Kenneth W. Rendell Gallery
Before Charles Lindbergh completed his historic flight on May 21, 1927, he was regarded by some as a lunatic, or so he suggests in The Spirit of St. Louis, the aviator’s memoir about his transatlantic adventure. Lindbergh chose Ryan Airlines of San Diego, Calif., he writes, partly because it was the only company to accept his request for a single-engine plane, which he intended to fly from New York to Paris to claim the $25,000 Orteig Prize. Other contestants for the prize, Lindbergh claims, were convinced that attempting to cross the Atlantic in anything less than a multiengine plane would be suicidal.
The maps and charts on which Lindbergh plotted his course contain clues to his success, says Kenneth Rendell, a dealer in historic documents. Rendell purchased Lindbergh’s material from a descendant of Don Hall, chief engineer for Ryan Airlines, who collaborated with Lindbergh on the design of the plane. “I had thought Lindbergh was a daredevil who made it. But after seeing the charts, I realized he wasn’t a daredevil; he was a very experienced pilot,” Rendell says, noting that in his memoir, Lindbergh describes how he used the maps and charts to plot his route. “There was no happenstance to this,” Rendell says. “It was the best thought-out attempt to cross the ocean, so it was the most likely to win.”

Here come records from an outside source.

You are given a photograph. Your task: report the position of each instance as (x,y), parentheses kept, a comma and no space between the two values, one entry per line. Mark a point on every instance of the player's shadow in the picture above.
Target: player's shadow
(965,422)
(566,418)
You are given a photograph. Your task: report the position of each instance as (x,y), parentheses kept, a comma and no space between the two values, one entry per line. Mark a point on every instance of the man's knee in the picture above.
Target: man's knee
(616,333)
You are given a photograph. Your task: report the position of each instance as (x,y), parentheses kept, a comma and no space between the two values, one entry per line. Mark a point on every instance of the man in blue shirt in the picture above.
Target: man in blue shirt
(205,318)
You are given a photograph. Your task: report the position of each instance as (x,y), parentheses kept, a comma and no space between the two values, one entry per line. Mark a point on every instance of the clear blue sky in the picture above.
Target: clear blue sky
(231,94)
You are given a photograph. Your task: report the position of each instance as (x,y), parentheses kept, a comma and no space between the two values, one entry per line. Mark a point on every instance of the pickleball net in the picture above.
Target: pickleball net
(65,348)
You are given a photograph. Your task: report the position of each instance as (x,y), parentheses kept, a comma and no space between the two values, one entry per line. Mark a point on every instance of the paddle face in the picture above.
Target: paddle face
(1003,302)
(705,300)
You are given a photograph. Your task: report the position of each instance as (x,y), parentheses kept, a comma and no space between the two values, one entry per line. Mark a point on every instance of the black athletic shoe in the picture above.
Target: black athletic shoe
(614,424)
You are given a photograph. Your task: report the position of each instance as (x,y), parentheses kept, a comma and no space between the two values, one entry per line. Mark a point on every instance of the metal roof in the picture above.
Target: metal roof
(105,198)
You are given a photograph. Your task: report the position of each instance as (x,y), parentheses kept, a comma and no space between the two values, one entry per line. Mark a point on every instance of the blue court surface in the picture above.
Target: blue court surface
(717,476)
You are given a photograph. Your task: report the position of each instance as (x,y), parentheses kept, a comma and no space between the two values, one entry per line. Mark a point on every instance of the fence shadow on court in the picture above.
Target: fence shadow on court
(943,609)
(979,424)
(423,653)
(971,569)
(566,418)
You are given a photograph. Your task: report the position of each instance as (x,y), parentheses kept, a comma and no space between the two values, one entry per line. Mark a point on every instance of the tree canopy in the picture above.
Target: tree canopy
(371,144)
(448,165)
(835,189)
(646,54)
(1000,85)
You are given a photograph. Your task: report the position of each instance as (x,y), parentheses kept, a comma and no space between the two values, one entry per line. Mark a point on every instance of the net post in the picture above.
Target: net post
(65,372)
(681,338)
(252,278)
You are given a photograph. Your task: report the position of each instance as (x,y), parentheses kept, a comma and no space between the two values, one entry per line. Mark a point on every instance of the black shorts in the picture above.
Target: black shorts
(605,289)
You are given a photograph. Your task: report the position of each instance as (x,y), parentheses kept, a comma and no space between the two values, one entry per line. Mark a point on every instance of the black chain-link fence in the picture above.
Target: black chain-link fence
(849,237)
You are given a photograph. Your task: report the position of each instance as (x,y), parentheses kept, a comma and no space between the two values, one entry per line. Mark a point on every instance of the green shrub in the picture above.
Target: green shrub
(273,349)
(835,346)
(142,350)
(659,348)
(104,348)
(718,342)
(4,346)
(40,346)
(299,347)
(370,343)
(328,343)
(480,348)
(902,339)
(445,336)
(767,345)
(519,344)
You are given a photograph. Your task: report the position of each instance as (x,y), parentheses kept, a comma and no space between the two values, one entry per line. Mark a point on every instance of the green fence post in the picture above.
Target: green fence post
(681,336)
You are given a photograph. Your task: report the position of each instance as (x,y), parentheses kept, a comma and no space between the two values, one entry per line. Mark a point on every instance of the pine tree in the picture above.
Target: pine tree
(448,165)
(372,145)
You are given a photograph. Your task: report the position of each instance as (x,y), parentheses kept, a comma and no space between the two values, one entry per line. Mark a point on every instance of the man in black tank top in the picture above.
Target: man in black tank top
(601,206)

Erik Lindbergh, 41, re-created his grandfather’s famous flight in May 2002, flying solo in a single-engine Lancair Columbia 300 plane dubbed New Spirit of St. Louis, but he is not content to honor Charles’ memory by repeating the past. Lindbergh is a trustee of the X Prize Foundation, sponsor of the Ansari X Prize, which was modeled after the Orteig Prize that his grandfather won in 1927. Raymond Orteig, a hotelier, made his offer to foster the growth of the aviation industry; Lindbergh and his colleagues wish to do the same for space travel. In addition to being a commercial pilot and a flight instructor, Lindbergh is chairman of the Charles A. and Anne Morrow Lindbergh Foundation, which rewards efforts to balance technological advances with respect for the environment. He also is an artist who sculpts aviation subjects from wood; he will meet the buyer of this gift and contribute a commission. Lindbergh also will instruct pilots who compete in the Rocket Racing League. He recently established iFly, a fractional-ownership program for pilots in Southern California that gives its members access to a fleet of Lancair Columbia 350s.